The gripers deem FASB No. 107, Disclosures About Fair Value of Financial Instruments (summary here), as a rigid mandate that handcuffs struggling banks. They complain that we ought not compel public companies owning suddenly illiquid instruments like collateralized debt obligations and asset/mortgage-backed securities to "mark to market" the value of the stuff. Because in some cases that would render the investing outfits insolvent. See, e.g., Lehman Brothers Holdings.
And yet we recall several years ago when the likes of Enron abused FASB No. 107 by recording huge profits on investments that never seemed likely to (and in the event didn’t) produce any kind of positive return. Remember all those off balance sheet special-purpose entities?
FASB No. 107 requires mark-to-market accounting for many financial instruments, including your CDOs and ABSs. That means that FASB 107 compels the owners of financial instruments to value financial instruments at the price a willing buyer would pay.
Some now view the standard as unfair to banks that bought high-risk paper before the highness of the risk turned obvious even to outsiders. But they ignore the fact that, for years, mtm made those same banks’ bubbly profits positively frothy. Mtm meant marking assets up and booking bigger profits and larger shareholders’ equity.

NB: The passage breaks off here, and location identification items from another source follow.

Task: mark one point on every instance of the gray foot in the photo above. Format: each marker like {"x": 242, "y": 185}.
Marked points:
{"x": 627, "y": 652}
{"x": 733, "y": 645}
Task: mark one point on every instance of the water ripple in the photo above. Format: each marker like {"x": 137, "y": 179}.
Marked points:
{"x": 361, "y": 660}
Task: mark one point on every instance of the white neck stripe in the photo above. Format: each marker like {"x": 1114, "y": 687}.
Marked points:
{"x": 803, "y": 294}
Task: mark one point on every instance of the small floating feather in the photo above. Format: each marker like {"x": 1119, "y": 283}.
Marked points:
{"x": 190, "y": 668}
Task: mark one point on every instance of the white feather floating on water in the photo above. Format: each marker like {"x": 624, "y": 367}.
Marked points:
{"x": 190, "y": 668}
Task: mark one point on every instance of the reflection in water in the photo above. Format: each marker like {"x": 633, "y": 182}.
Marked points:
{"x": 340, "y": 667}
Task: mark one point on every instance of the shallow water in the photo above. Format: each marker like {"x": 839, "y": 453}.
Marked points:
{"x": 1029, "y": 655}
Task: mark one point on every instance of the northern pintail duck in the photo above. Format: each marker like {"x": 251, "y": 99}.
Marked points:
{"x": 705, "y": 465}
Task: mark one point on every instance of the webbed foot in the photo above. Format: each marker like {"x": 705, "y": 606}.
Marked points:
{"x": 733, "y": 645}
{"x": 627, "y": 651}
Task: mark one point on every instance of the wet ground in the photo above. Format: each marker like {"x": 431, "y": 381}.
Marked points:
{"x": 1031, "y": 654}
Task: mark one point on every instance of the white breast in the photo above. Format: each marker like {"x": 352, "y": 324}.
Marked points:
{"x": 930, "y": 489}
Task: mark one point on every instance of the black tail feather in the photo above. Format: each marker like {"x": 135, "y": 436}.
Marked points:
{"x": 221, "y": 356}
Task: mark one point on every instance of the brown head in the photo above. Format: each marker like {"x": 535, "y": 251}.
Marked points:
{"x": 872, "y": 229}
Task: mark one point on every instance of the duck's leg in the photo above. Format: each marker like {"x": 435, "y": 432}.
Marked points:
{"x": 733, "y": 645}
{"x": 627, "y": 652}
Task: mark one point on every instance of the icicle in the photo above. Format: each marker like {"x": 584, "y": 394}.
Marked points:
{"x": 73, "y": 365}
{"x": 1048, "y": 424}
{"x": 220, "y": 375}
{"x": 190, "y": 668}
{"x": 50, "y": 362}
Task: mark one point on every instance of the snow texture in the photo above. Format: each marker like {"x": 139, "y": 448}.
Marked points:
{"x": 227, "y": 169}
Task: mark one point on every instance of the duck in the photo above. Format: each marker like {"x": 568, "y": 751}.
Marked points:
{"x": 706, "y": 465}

Blawgletter thus lacks sympathy for anybody who says our current financial crisis resulted in even the least way from proper application of FASB No. 107. It happened instead from the Enronian sense that anything goes — that companies may book asset gains as profits even though the gains were ephemeral and depended on an unsustainable speculative real estate bubble. People don’t need an overhaul of FASB No. 107; instead they require its honest implementation.
If you don’t believe us, go ask Lehman Brothers.